The statue was donated by Cecil Rhodes to the city of Cape Town. He paid the Scottish sculptor John Tweed £1,000 for the work, partly on the condition that the statue not show Tweed's name and be larger than life-size. The statue lies on a Cape granite pedestal 4¼ m high, designed by an architect friend of Tweed's. This further inflated the cost.

On 18 May 1899, Cape Town Mayor Thomas Ball unveiled the bronze statue in the presence of the entire City Council, national politicians, and members of the public, but in the absence of Rhodes, then sojourning in Europe.

Rhodes chose to situate the statue where Van Riebeeck set foot ashore. Due to the development of the harbour and the city's growth, the statue has been overshadowed by skyscrapers. Over time, a large roundabout was developed at the site, once called Heerengracht, and in 1969, a statue of Maria van Riebeeck was placed to the right of her husband's.

There is no image that can be said to certainly depict the founder of the Cape refreshment station. In the statue, Van Riebeeck's sword is sheathed, and he carries his walking stick in his right hand. The dress in the statue is historically inaccurate. Overhanging shoulder straps were out of fashion in the mid-17th century, and knee breeches and the jacket Van Riebeeck is wearing only became popular after he departed for Java. Hat feathers were in fashion, but are missing in the statue.

Each year on 6 April, Founders Day, wreaths were laid at the statues of Jan and Maria van Riebeeck.

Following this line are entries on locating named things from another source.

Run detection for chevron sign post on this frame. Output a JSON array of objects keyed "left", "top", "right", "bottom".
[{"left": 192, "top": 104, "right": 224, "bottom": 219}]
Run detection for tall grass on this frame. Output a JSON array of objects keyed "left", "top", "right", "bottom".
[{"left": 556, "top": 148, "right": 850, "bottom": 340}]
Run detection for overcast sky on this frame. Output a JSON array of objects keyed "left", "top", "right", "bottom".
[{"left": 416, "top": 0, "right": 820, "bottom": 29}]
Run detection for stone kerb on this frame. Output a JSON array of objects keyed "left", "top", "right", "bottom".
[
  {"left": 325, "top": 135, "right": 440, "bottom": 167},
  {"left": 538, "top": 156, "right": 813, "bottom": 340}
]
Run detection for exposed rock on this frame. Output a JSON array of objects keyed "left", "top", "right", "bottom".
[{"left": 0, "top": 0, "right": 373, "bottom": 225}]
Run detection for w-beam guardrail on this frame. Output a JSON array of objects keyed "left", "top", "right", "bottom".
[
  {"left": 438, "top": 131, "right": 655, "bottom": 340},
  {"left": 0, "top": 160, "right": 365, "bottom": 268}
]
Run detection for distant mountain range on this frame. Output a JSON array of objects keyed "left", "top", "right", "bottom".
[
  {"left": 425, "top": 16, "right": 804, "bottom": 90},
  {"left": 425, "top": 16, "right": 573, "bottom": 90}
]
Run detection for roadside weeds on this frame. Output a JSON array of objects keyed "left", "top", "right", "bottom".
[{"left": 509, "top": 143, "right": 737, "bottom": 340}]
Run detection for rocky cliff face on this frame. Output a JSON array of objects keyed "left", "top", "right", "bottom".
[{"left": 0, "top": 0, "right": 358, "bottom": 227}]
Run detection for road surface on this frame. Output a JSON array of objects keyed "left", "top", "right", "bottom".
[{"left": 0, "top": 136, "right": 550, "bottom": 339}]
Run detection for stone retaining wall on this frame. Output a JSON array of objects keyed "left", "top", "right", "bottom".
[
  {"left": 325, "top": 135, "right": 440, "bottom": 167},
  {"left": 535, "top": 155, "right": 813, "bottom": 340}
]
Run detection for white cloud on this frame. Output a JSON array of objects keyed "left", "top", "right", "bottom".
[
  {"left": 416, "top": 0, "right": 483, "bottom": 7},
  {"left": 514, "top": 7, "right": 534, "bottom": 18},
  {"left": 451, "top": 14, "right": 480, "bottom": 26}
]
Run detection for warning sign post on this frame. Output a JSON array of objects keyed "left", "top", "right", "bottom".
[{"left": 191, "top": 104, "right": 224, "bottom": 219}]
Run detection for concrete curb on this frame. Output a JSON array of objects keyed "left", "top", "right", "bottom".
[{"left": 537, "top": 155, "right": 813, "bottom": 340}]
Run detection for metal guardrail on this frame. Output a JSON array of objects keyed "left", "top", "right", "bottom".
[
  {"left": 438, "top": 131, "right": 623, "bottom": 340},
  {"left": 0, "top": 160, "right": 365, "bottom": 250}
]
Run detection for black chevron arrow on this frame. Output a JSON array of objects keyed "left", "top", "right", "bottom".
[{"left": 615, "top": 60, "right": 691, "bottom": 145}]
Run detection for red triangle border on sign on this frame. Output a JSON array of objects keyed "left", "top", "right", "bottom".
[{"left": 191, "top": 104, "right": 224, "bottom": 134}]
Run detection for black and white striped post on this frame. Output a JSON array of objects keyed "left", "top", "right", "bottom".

In his poem, "Oor monnemente gepraat" ("speaking of monuments"), Peter Blum writes:

 Here is Jan van Riebeeck, very handsome
            in his plus fours; ....

In Van Riebeeck's birthplace of Culemborg is a bust of Van Riebeeck, donated by the Cape Town City Council.

== Bibliography ==
- Standard Encyclopaedia of Southern Africa, vol. 11. Cape Town: Nasou, 1975. ISBN 0-625-00327-6
- Van Tonder, J.J. (ed.). Veertien gedenktekens van Suid-Afrika. Cape Town: N.B.B., 1961.